13. En application des articles 706-153 et D 43-5 du code de procédure pénale, le président de la chambre de l'instruction est compétent pour statuer seul sur l'appel de l'ordonnance de saisie de biens ou droits incorporels, sauf si l'auteur du recours a précisé qu'il saisit la chambre de l'instruction dans sa formation collégiale.

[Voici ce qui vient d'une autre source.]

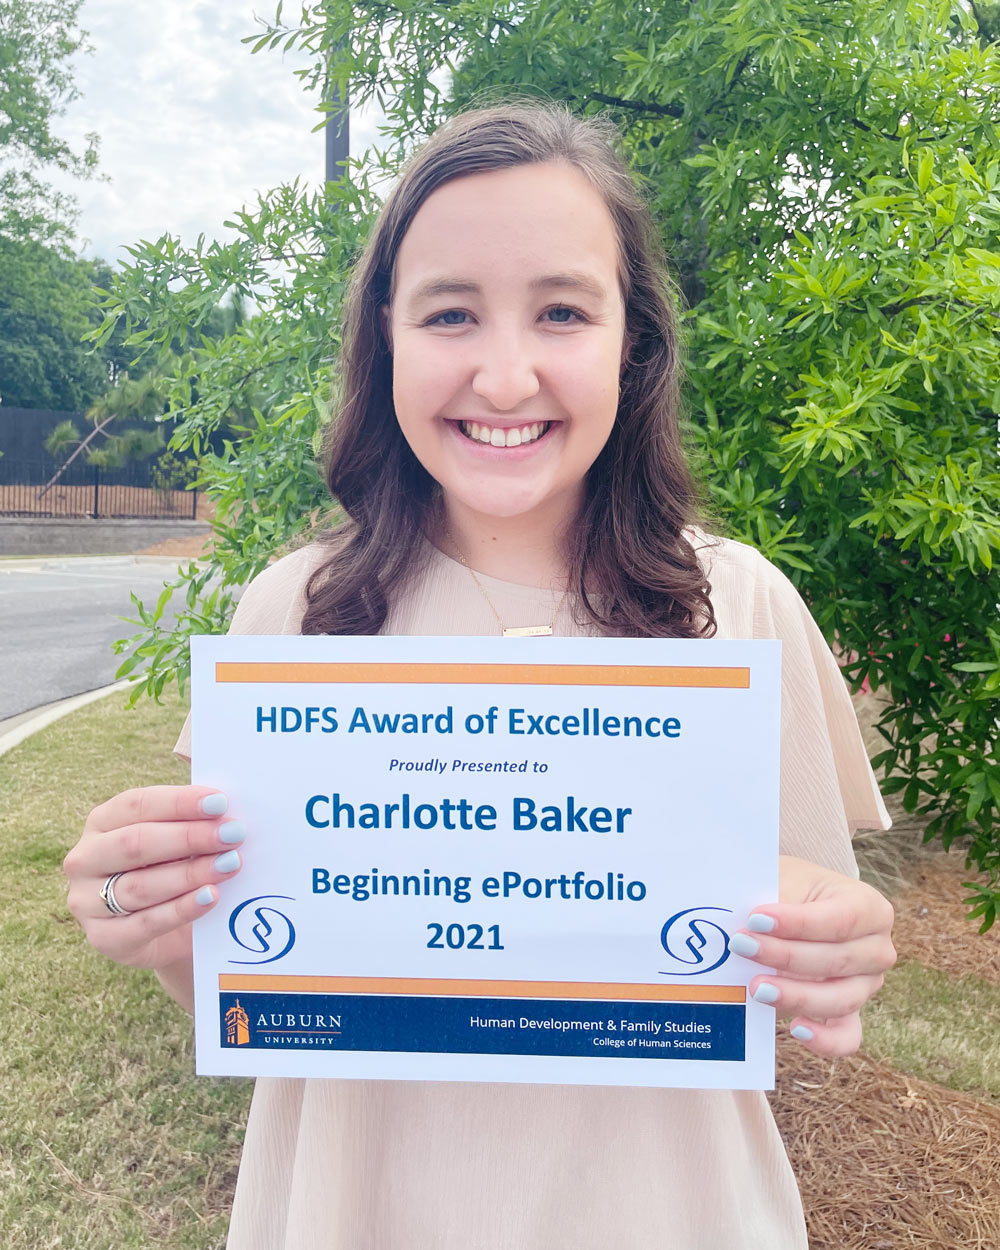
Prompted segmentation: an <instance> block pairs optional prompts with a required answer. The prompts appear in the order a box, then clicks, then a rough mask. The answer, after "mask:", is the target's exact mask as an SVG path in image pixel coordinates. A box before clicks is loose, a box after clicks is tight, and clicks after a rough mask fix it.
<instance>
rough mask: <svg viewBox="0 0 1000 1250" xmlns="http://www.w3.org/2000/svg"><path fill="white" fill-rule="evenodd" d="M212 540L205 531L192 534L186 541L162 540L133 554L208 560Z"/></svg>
mask: <svg viewBox="0 0 1000 1250" xmlns="http://www.w3.org/2000/svg"><path fill="white" fill-rule="evenodd" d="M212 537H214V535H212V532H211V530H205V532H204V534H194V535H191V536H190V537H186V539H164V540H163V542H156V544H154V545H153V546H150V547H143V550H141V551H136V552H135V554H136V555H164V556H176V557H178V559H179V560H201V559H207V556H209V555H210V554H211V544H212Z"/></svg>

14. Il en résulte que, du fait de l'annulation de l'ordonnance de non-admission attaquée et faute de précision dans le recours formé par Mme F... V..., le président de la chambre de l'instruction se trouve saisi, au fond et selon la procédure applicable devant la chambre de l'instruction, de l'appel formé contre l'ordonnance de saisie pénale du juge d'instruction.

PAR CES MOTIFS, la Cour :

ANNULE, en toutes ses dispositions, l'ordonnance susvisée du président de la chambre de l'instruction de la cour d'appel de Montpellier, en date du 12 mai 2020, et pour qu'il soit à nouveau jugé, conformément à la loi ;

CONSTATE que, du fait de l'annulation de cette ordonnance, la juridiction du président de la chambre de l'instruction de la cour d'appel de Montpellier, autrement composée, se trouve saisie de l'appel ;

ORDONNE l'impression du présent arrêt, sa transcription sur les registres du greffe du président de la chambre de l'instruction de la cour d'appel de Montpellier et sa mention en marge ou à la suite de l'ordonnance annulée.

- Président : M. Soulard - Rapporteur : Mme Fouquet - Avocat général : M. Petitprez - Avocat(s) : SCP Waquet, Farge et Hazan -

Textes visés :

Article 186 du code de procédure pénale.